AIP scanner can auto classify data, depending on the organization’s Office365 license plan, but this is all useless unless the organization has begun their data classification journey. Obviously sharing a credit card number is the most common instance of data loss prevention, but what about protecting critical intellectual property for an organization.

Another use case is when an organization has already begun their data classification journey with another vendor like Forcepoint, Symantec or McAffee. If Office365 is in the organization’s roadmap then it is easy to transfer all the custom sensitive information types and regexs’ into Office365. Regex is a universal standard and works across all vendors.

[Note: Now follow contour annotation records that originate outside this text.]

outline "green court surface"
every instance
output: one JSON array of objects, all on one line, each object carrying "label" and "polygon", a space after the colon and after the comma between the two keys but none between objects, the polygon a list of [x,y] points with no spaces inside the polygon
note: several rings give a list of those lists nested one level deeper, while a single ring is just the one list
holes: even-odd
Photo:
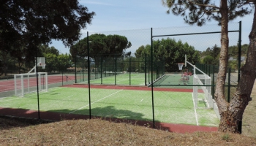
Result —
[{"label": "green court surface", "polygon": [[[97,78],[95,78],[97,77]],[[124,74],[116,74],[108,73],[107,75],[102,74],[102,75],[98,74],[96,76],[94,74],[91,75],[91,84],[106,84],[106,85],[146,85],[145,84],[148,84],[151,82],[151,75],[148,73],[145,75],[143,73],[124,73]],[[153,75],[154,78],[154,77]],[[87,74],[84,76],[79,76],[79,80],[78,82],[79,83],[88,83]],[[177,86],[180,85],[180,86]],[[180,74],[166,74],[159,77],[158,80],[154,80],[154,86],[157,87],[168,87],[175,88],[192,88],[192,86],[189,86],[193,85],[193,76],[189,76],[186,77],[181,77]]]},{"label": "green court surface", "polygon": [[[96,78],[96,77],[97,78]],[[86,77],[88,77],[86,75]],[[148,80],[148,77],[146,78]],[[143,73],[108,73],[105,76],[105,74],[95,75],[91,74],[90,83],[91,84],[112,84],[112,85],[145,85],[145,74]],[[80,83],[87,83],[88,80],[85,79],[84,82],[82,80]],[[78,80],[79,81],[79,80]],[[148,82],[148,80],[147,81]]]},{"label": "green court surface", "polygon": [[[151,91],[91,88],[90,93],[93,116],[152,121]],[[40,93],[39,99],[40,111],[89,115],[88,88],[53,88]],[[37,93],[0,99],[1,107],[37,110]],[[213,110],[194,108],[190,92],[154,91],[154,111],[159,122],[208,126],[219,123]]]}]

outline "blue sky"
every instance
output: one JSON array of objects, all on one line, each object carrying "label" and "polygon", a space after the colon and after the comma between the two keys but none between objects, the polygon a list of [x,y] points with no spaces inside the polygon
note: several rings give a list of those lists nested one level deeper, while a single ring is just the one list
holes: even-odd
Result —
[{"label": "blue sky", "polygon": [[[112,34],[113,33],[115,34],[116,31],[121,31],[121,34],[126,34],[125,31],[122,31],[143,29],[148,30],[150,32],[151,28],[174,28],[173,29],[162,30],[165,33],[168,31],[168,34],[181,34],[184,29],[183,27],[190,27],[189,30],[200,28],[195,26],[189,26],[186,24],[182,17],[175,16],[173,14],[167,15],[166,13],[167,8],[162,6],[161,0],[80,0],[79,2],[87,7],[89,12],[94,11],[96,13],[91,25],[87,25],[86,28],[82,30],[80,39],[86,36],[87,31],[91,34],[94,34],[93,32],[103,32],[103,34]],[[242,44],[249,43],[248,35],[251,31],[252,18],[253,15],[251,14],[233,21],[233,23],[242,21]],[[211,22],[207,22],[207,24],[217,26],[217,23],[212,20]],[[175,30],[175,32],[172,30]],[[218,31],[220,31],[220,29]],[[211,28],[208,28],[207,31],[211,31]],[[135,40],[141,39],[141,36],[135,35],[135,31],[132,31],[132,33],[134,35],[132,38],[128,38],[132,44],[132,47],[129,50],[132,53],[134,53],[139,46],[146,45],[147,42],[150,43],[150,34],[148,36],[147,36],[148,31],[143,37],[149,42],[144,41],[144,43],[140,44],[139,42],[135,42]],[[187,31],[187,33],[189,32]],[[116,32],[116,34],[118,33]],[[135,38],[135,36],[138,36],[137,39]],[[219,35],[217,37],[217,39],[219,40]],[[230,40],[232,39],[232,38],[230,38]],[[191,43],[188,43],[190,45],[195,45],[193,44],[195,42],[192,41]],[[237,42],[237,40],[235,42]],[[198,44],[198,42],[195,44]],[[209,47],[213,46],[209,45]],[[69,48],[65,47],[61,42],[53,41],[53,43],[49,46],[55,47],[61,53],[69,53]],[[203,50],[203,48],[198,50]]]}]

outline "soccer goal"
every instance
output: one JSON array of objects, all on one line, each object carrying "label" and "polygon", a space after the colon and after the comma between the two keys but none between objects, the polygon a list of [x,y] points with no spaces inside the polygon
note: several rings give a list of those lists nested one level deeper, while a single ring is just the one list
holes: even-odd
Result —
[{"label": "soccer goal", "polygon": [[[38,72],[38,91],[48,91],[48,73]],[[23,97],[26,93],[37,91],[37,74],[26,73],[14,75],[16,96]]]},{"label": "soccer goal", "polygon": [[[195,65],[187,61],[185,55],[185,66],[191,66],[193,69],[193,100],[195,108],[210,109],[214,107],[211,96],[211,78]],[[199,103],[200,103],[199,104]]]},{"label": "soccer goal", "polygon": [[[23,97],[26,93],[37,92],[37,87],[38,91],[48,92],[48,73],[37,73],[36,71],[37,66],[42,67],[43,69],[45,67],[45,58],[37,58],[37,64],[36,64],[34,68],[28,73],[18,74],[14,75],[15,93],[16,96]],[[31,73],[33,71],[34,71],[34,72]]]}]

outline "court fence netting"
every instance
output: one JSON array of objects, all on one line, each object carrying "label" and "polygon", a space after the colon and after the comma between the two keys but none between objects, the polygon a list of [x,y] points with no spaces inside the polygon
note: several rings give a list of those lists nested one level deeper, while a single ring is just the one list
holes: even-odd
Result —
[{"label": "court fence netting", "polygon": [[[229,25],[233,27],[230,28],[229,35],[233,38],[230,40],[235,40],[236,45],[238,41],[241,42],[238,37],[241,33],[238,26],[238,23]],[[48,91],[40,92],[37,90],[24,94],[24,97],[15,96],[14,90],[6,89],[0,92],[0,115],[23,116],[20,112],[12,110],[18,109],[25,110],[24,113],[27,110],[35,111],[37,115],[34,118],[39,119],[50,119],[50,115],[49,117],[42,115],[42,112],[49,112],[59,113],[59,115],[64,113],[64,117],[59,116],[59,120],[67,118],[69,115],[80,115],[85,118],[146,121],[154,128],[157,128],[158,123],[217,127],[219,115],[214,94],[219,66],[198,64],[200,58],[195,58],[193,54],[196,52],[195,50],[199,48],[192,46],[203,45],[195,40],[207,42],[207,47],[220,46],[219,30],[217,25],[210,25],[200,28],[178,27],[88,32],[87,39],[85,39],[87,44],[81,47],[86,50],[72,53],[70,66],[53,69],[54,66],[48,64],[50,58],[46,58],[45,69],[39,69],[31,77],[34,80],[31,80],[34,82],[29,83],[30,86],[43,89],[48,84]],[[99,34],[125,36],[132,42],[132,46],[137,48],[140,46],[143,51],[96,53],[93,42],[89,42],[90,36]],[[140,39],[136,39],[137,36],[140,36]],[[169,43],[176,40],[178,45]],[[111,45],[108,49],[121,46],[120,44]],[[206,49],[207,47],[203,47]],[[128,47],[127,50],[129,50]],[[161,54],[162,52],[164,54]],[[184,58],[186,54],[189,64]],[[61,63],[58,62],[59,64]],[[181,70],[178,63],[184,63]],[[31,62],[31,64],[34,63]],[[23,68],[29,64],[24,65]],[[43,74],[38,77],[40,72],[48,73],[47,83]],[[239,69],[228,69],[225,82],[227,101],[236,91],[239,72]],[[17,71],[12,71],[12,74],[14,78]],[[13,78],[8,77],[1,81],[6,84],[13,82]],[[42,81],[41,83],[38,82],[39,79]],[[25,80],[27,79],[23,79],[23,82],[26,82]],[[1,112],[3,109],[12,112]],[[32,115],[26,116],[31,117]]]}]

Cyber Attacks are most commonly associated with phishing attacks and most commonly performed by BOTs on the dark web, however in a targeted attack and when the bad actor’s are trying to specify the exact information they are trying to steal from an organization, if this information is classified then there is a very strong chance the bad actors attempt to steal the information will be unsuccessful and the attack will generate alerts and notify the security admins of an organization.

Microsoft have also introduced some new technology: trainable classifiers. Trainable classifiers introduce the power of Azure and AI (artificial intelligence). An organization can choose not to classify their data but let a trainable classifier analyze their data and then report on all the known sensitive information types defined in an organisation’s Office365 tenant.

A Microsoft 365 trainable classifier is a useful tool you can train to recognize various types of content by giving it samples to look at. Once trained, you can use it to identify information for the application of Office sensitivity labels, Communications compliance policies, and retention label policies.

Source: Get started with trainable classifiers – Microsoft 365 Compliance | Microsoft Docs

The security component to complete the overall Microsoft suite was lacking but has been resolved by Microsoft releasing Microsoft Defender for EndPoint. Microsoft Defender for Endpoint integrates seamlessly with MCASB (Microsoft cloud app security broker) and enforces corporate security policies for devices that are not connected to the corporate LAN – which is a likely scenario, during the current Covid-19 Pandemic.